Me and 'Mush' the puppy at the guesthouse 
But just at that moment I saw two dogs fighting on the shore dangerously close to my camera. Fleeing to rescue it, I tripped on both wet trouser legs and fell, sickeningly and painfully on my wrist. The next day I also became ill with a stomach parasite. These injuries necessitated a few days of sweating and recovering in bed, where I was forced to meditate on my own body and my treatment of it. I had undergone many realisations in Rishikesh and it seemed no coincidence that I had developed a problem with my digestion. I knew from my healing work that that these kinds of illnesses often accompany the integration of new ideas that are 'hard to stomach'. I realised that I needed to take better care of myself - slow down and listen to my body. It wasn't an easy lesson for a high achiever such as me, who hates to be laid low by anything at all. However, I did quite enjoy a dramatic journey to the local government hospital where I received an XRay for my wrist. It all felt rather third world, with stained walls, crowds fighting to see the doctor and the radiographer spitting on the XRay room floor in front of me! 
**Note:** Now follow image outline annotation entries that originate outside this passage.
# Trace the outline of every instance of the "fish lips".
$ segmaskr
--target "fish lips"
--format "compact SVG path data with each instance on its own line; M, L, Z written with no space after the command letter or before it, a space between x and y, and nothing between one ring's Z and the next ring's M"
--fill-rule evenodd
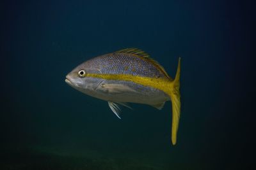
M72 85L72 82L70 81L70 80L69 80L68 78L66 78L66 79L65 80L65 82L66 82L67 83L68 83L68 85Z

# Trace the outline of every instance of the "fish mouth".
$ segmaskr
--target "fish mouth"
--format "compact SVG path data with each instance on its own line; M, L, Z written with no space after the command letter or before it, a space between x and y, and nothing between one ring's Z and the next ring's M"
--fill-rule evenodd
M65 80L65 81L68 83L69 85L72 85L72 83L71 82L70 80L68 80L68 78L66 78Z

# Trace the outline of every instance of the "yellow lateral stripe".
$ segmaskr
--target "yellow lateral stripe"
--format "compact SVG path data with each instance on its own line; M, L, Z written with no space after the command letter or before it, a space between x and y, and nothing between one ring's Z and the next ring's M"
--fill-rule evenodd
M92 74L87 73L86 76L93 77L97 78L102 78L112 80L122 80L132 81L134 83L143 85L144 86L151 87L166 92L169 94L171 91L170 85L173 83L168 80L163 78L143 77L139 76L134 76L131 74Z

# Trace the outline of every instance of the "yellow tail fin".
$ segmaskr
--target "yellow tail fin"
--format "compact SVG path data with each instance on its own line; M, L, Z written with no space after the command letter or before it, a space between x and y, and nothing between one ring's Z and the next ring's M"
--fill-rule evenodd
M171 97L172 107L172 142L174 145L177 142L177 132L180 115L180 57L179 58L178 67L175 78L172 81L172 89L169 94Z

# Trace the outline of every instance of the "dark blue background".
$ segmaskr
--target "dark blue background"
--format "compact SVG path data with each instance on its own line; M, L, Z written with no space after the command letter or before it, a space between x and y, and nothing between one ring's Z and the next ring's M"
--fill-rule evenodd
M19 161L28 157L22 168L44 167L49 157L29 159L45 154L72 162L67 169L53 159L47 166L54 169L75 169L72 157L81 155L97 157L95 169L249 166L253 6L243 1L2 3L0 166L23 169ZM170 142L170 103L161 111L132 104L118 120L106 102L64 81L81 62L128 47L150 53L172 77L182 57L177 146ZM83 161L76 167L84 167Z

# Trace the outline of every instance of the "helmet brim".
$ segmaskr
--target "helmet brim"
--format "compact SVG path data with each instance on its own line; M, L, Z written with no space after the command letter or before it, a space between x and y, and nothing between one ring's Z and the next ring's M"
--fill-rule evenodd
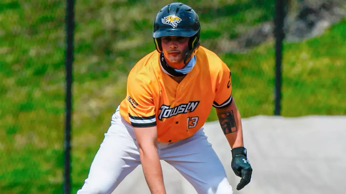
M153 33L153 37L154 38L165 36L181 36L191 37L195 35L198 30L195 31L191 29L164 28Z

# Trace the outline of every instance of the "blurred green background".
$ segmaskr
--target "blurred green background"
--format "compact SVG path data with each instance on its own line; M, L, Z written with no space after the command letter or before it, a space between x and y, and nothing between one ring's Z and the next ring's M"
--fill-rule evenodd
M222 39L272 20L274 1L181 1L199 14L201 44L211 50ZM170 2L76 1L72 193L86 177L111 115L125 97L127 74L155 49L156 13ZM62 193L65 6L60 0L0 3L2 194ZM318 37L284 43L283 116L346 114L345 23ZM243 53L216 51L232 72L233 96L244 118L273 115L274 45L271 39ZM217 119L213 108L208 120Z

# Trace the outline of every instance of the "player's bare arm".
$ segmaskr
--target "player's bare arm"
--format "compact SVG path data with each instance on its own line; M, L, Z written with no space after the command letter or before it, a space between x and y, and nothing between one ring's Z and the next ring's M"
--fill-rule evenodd
M229 106L217 108L216 112L221 128L232 148L232 169L236 175L242 178L237 186L237 190L240 190L250 182L252 174L244 147L240 113L234 98Z
M217 108L221 128L231 147L244 147L240 115L234 98L231 104L223 108Z
M156 127L134 127L144 177L152 194L165 194L157 153Z

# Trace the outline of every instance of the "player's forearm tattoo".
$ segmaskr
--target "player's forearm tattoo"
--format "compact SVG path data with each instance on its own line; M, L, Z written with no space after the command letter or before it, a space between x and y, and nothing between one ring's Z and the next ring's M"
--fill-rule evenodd
M218 113L217 116L224 134L226 135L237 131L237 128L233 110Z

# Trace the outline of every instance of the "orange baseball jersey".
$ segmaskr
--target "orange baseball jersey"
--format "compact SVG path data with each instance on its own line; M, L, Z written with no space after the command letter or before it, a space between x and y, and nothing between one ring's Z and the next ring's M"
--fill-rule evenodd
M232 101L229 69L214 52L200 46L196 63L180 83L165 72L156 50L129 74L120 114L134 127L156 126L158 141L175 142L192 136L204 124L212 106Z

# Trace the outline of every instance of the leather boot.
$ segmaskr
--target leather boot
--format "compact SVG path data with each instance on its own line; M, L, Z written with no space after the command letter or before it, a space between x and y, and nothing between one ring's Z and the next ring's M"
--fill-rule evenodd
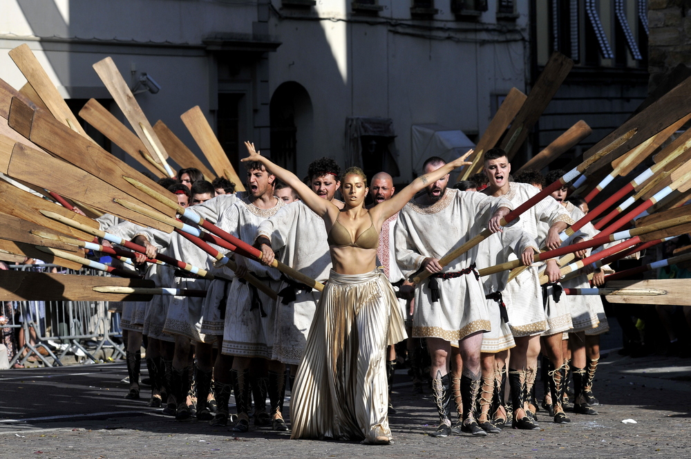
M162 413L169 416L174 416L177 411L176 409L177 401L175 400L175 391L173 390L173 361L164 360L163 368L164 370L164 389L166 391L166 397L162 399L162 399L165 402L166 407L163 409Z
M235 393L235 405L238 409L238 422L231 429L233 432L249 430L249 370L231 370L231 381Z
M218 381L214 382L214 391L216 398L216 413L214 419L209 422L212 427L228 425L228 401L233 386Z
M461 378L452 377L451 373L449 377L451 379L451 398L453 399L453 405L456 407L456 421L451 424L452 433L460 433L463 427L463 399L461 397Z
M283 405L284 391L285 390L285 373L269 371L269 403L271 411L272 429L278 432L288 431L283 415L281 413ZM278 415L278 416L276 416Z
M597 414L598 412L588 403L584 393L585 384L587 382L585 368L578 368L574 366L571 370L571 374L574 377L574 413Z
M598 363L600 359L587 359L585 361L586 382L583 395L589 404L599 405L600 402L593 395L593 380L595 379L595 372L598 370Z
M451 391L449 387L449 375L442 376L437 372L437 377L432 380L432 392L435 404L439 413L439 427L430 433L430 437L448 437L451 434Z
M527 415L522 418L518 418L519 409L523 409L523 404L525 402L527 391L525 386L525 371L524 370L509 370L509 385L511 390L511 404L513 405L513 420L511 427L513 429L520 429L522 430L536 430L540 427L536 424Z
M127 375L130 380L130 390L125 398L130 400L139 400L139 372L142 365L142 353L125 352L127 359Z
M151 398L146 404L147 406L160 408L162 404L161 398L161 373L163 368L161 365L163 361L160 357L146 357L146 369L149 371L149 377L151 380Z
M209 421L214 418L211 412L207 406L207 398L209 397L209 392L211 386L211 371L202 371L199 367L197 368L197 420L200 421Z
M487 433L477 425L476 420L477 395L482 384L482 380L473 380L465 375L461 376L461 398L463 400L463 425L461 431L476 437L487 436Z
M175 420L189 420L190 413L189 409L187 408L187 394L189 393L189 367L186 366L182 370L173 368L171 386L177 404Z
M564 378L566 375L566 367L563 365L556 370L549 372L549 390L551 393L552 400L554 400L553 411L554 422L557 424L566 424L571 422L566 414L564 413L564 408L561 404L562 392L564 391Z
Krissy, one of the beautiful souls I met in Rishikesh
Shakti energy: three dunks in Mother Ganga
In Rishikesh, just as in Auroville, I seemed to be a magnet for beautiful, spiritual people who gave me further reassurance that this sattvic path was the way for me. All of these people were American, further convincing me that a future calling might lie for me in the States. On one day when I was craving some Shakti (female) company, I opened my door to find Krissy, a lovely American, had moved in next door. We shared some interesting conversations together and on Easter Sunday we  took three dunks in the river  with another lady who had opportunely appeared on the banks of the Ganga, one each for past, present and future. And the ongoing partnership with Steven was beautiful. Although there was no romantic connection, we were both able to communicate with each other so openly, we both felt that our relationship enabled us to see what we were looking for in a future partner. 


 
The deserted ashram of the Maharishi Mahesh yogi 
Steve on top of one of the turrets of the Maharishi Mahesh yogi ashram
And there were yet more coincidences. As well as having undergone NVC training (the same that I had done in Auroville which had changed my life) Steven had taken his initiation into Transcendental meditation or TM - something that I had been interested in since childhood. One night when we were eating together, by complete chance we had met the youngest ever TM teacher in the restaurant. She had grown up in Fairfield, Iowa, in the TM comunity founded by the Maharishi Mahesh Yogi. I was really interested in spending more time with this divine being but I was physically weak and although Steven went to see her again (they had much to talk about, having known the same people), I stayed in bed. I had read somewhere that "it takes courage to pause" - another important lesson I was beginning to learn. One day Steven and I visited the derelict buildings and meditation chambers of the ashram of the Maharishi Mahesh Yogi - the ashram where The Beatles had stayed and written many songs for the White Album and Abbey Road. It was magical to walk in their footsteps and feel the latent spiritualism of the place. We wandered amongst the atmospheric ruins, singing Beatles songs, hearing them echo in the empty rooms and crumbling walls. 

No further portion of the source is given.